Die einzelnen Feuerwehreinheiten wurden nach Einsatzaufkommen für ihren zuständigen Bereich oder zu Nachbarbereichen alarmiert, wobei insgesamt 10 Feuerwehreinheiten der insgesamt 17 Stadtteilfeuerwehren einschließlich der Kernstadtfeuerwehr Marburg-Mitte im Einsatz waren. Zusätzlich wurde der zweite Zug Marburg-Mitte sowie die restlichen Feuerwehren zur Sicherstellung des Grundschutzes zurückgehalten. Bei den überwiegenden Einsatzstellen handelte es sich um umgestürzte Bäume bzw. Bäume die umzustürzen drohten. Sie blockierten dabei Verkehrswege und gefährdeten den allgemeinen Verkehr. Beispielsweise musste die K 41 zwischen Cappel und Belterhausen-Frauenberg aufgrund großer Gefährdung komplett gesperrt werden. Auch umgestürzte Straßenschilder und umherfliegende Gegenstände wurden durch die Feuerwehr gesichert.

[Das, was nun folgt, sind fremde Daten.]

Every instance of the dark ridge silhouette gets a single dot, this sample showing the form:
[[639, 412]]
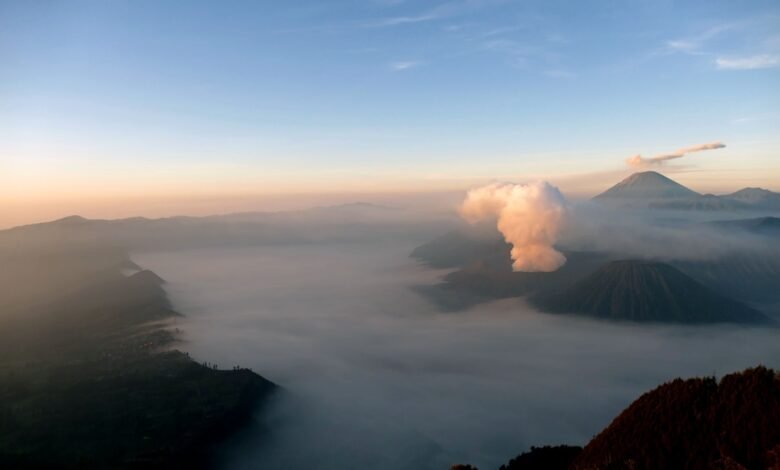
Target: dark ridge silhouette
[[647, 291], [758, 225], [544, 458], [457, 249], [656, 191], [647, 185], [695, 423], [87, 377]]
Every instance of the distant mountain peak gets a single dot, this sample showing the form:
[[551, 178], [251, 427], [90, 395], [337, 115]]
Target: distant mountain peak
[[71, 220], [648, 185]]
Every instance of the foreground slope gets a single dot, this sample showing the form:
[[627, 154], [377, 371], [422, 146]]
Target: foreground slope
[[87, 376], [695, 423], [698, 423]]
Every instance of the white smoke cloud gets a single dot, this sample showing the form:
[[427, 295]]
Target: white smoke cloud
[[530, 217], [638, 161]]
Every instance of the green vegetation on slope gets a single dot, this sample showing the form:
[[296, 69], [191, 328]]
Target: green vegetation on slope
[[87, 377]]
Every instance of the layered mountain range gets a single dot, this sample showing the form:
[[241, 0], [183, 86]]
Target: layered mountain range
[[654, 190], [730, 286]]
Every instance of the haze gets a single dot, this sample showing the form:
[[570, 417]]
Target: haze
[[380, 378], [389, 234]]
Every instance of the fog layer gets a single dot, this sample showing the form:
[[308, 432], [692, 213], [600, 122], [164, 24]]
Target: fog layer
[[377, 377]]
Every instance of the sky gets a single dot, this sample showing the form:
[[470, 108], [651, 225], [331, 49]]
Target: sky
[[131, 106]]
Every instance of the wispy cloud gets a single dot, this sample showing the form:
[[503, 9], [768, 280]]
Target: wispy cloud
[[400, 20], [693, 44], [761, 61], [638, 161], [441, 11], [405, 65]]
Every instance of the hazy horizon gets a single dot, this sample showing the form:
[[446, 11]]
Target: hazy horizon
[[112, 109], [389, 234]]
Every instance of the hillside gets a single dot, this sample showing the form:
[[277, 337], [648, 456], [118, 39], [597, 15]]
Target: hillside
[[647, 185], [695, 423], [88, 378], [653, 190], [646, 291]]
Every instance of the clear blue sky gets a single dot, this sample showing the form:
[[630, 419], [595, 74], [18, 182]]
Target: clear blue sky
[[250, 93]]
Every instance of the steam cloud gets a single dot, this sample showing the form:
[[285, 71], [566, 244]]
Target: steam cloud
[[530, 218], [638, 161]]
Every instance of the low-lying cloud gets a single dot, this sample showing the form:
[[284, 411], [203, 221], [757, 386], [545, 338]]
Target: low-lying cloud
[[638, 161], [530, 217]]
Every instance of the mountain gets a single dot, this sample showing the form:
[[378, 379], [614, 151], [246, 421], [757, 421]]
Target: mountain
[[757, 225], [89, 377], [695, 423], [646, 291], [687, 424], [656, 191], [648, 185], [757, 198], [459, 248], [544, 458]]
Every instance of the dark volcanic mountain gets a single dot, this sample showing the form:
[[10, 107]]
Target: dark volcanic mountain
[[648, 185], [695, 423], [656, 191], [646, 291]]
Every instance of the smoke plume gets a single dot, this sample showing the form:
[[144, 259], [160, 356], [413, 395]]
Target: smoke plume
[[529, 216], [638, 161]]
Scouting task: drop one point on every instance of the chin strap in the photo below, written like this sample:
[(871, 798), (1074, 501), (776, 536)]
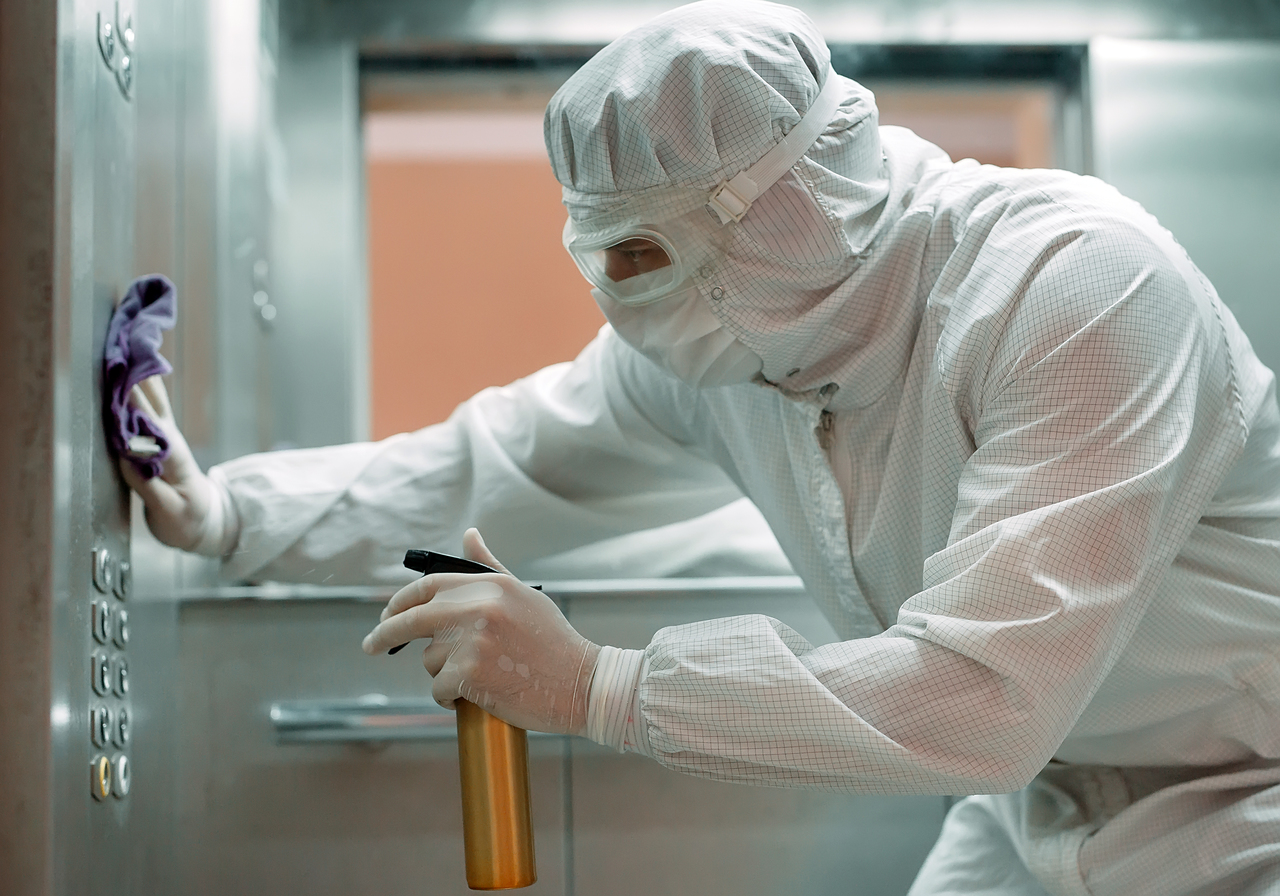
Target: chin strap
[(734, 197)]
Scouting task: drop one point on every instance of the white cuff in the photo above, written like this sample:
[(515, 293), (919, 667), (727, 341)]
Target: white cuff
[(613, 705), (222, 526)]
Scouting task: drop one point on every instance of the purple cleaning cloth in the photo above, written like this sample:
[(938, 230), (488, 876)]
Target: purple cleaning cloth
[(132, 355)]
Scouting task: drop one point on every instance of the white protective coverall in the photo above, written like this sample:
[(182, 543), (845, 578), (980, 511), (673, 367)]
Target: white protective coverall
[(1020, 453)]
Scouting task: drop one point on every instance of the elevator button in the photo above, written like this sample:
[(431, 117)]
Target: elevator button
[(100, 777), (122, 775), (120, 734), (122, 627), (101, 673), (100, 725), (122, 677), (101, 621), (104, 571), (123, 579)]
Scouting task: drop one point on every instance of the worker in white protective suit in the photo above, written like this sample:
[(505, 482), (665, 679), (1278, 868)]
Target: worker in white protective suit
[(1020, 453)]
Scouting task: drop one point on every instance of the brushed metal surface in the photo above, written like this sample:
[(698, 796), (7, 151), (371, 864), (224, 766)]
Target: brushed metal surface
[(1192, 131)]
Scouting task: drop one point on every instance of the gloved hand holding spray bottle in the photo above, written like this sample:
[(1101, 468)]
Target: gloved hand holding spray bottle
[(506, 658)]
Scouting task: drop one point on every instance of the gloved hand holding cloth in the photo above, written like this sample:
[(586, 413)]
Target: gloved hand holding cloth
[(496, 643)]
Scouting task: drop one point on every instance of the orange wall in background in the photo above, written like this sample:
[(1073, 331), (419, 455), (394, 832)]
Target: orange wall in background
[(470, 286)]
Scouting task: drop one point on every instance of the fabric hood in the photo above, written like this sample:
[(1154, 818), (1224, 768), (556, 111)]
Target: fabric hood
[(698, 95)]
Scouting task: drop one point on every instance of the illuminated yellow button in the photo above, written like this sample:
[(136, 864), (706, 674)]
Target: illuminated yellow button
[(101, 777)]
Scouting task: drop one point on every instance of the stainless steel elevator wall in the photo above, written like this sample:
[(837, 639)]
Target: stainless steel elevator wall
[(260, 817)]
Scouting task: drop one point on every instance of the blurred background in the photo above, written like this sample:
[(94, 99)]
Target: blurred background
[(356, 206)]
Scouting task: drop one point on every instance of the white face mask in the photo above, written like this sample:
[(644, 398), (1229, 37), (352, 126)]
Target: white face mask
[(681, 336)]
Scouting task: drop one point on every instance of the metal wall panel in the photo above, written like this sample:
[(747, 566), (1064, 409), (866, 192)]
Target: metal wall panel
[(1192, 131), (319, 357), (261, 818)]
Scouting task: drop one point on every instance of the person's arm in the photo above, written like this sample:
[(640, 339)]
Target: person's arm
[(1098, 439), (565, 457)]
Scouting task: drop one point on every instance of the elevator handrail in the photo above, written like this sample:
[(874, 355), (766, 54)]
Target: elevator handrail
[(366, 720)]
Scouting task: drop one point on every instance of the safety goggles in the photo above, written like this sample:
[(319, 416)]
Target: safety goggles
[(635, 261), (631, 264)]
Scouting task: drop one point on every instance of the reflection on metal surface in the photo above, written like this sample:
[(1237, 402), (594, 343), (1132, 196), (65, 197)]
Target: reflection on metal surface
[(370, 718), (364, 720), (1211, 178), (497, 812), (580, 589)]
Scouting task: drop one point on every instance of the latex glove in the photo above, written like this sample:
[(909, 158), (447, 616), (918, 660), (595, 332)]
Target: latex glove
[(494, 641), (184, 508)]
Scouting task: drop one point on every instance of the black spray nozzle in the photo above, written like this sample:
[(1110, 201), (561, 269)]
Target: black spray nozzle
[(429, 562)]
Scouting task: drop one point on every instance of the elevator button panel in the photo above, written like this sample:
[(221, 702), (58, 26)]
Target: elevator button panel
[(109, 720), (100, 777), (123, 580), (120, 776), (122, 629), (100, 726), (100, 670), (104, 571), (120, 731), (101, 621), (122, 677)]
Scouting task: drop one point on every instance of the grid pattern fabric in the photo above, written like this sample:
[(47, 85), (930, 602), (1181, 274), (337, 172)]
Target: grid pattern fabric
[(1023, 457)]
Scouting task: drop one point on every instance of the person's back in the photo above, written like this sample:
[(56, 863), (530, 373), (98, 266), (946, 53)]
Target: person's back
[(1022, 456)]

Insgesamt wurden 54 Einsatzstellen mit über 100 Einsatzkräften abgearbeitet. Verletzte gab es glücklicherweise nicht und ungewöhnlich hohe Sachschäden waren ebenfalls nicht zu verzeichnen. Die Einsatzschwerpunkte lagen vorwiegend in den höher gelegenen Stadtteilgebieten, wie z.B. Ockershausen, Cappel, Moischt, Schröck, Bauerbach, Wehrda, Marbach. Weniger intensiv traf es die Gebiete Hermershausen, Wehrshausen und Michelbach. Besonderes Augenmerk lag zudem auf der Freihaltung der Zuwege zum Universitätsklinikum Marburg, hierzu wurden ständige Kontrollfahrten durchgeführt. Gegen 20:00 Uhr konnten nach der Wiederherstellung der Fahrzeuge alle eingesetzten Feuerwehrkräfte wieder nach Hause entlassen werden.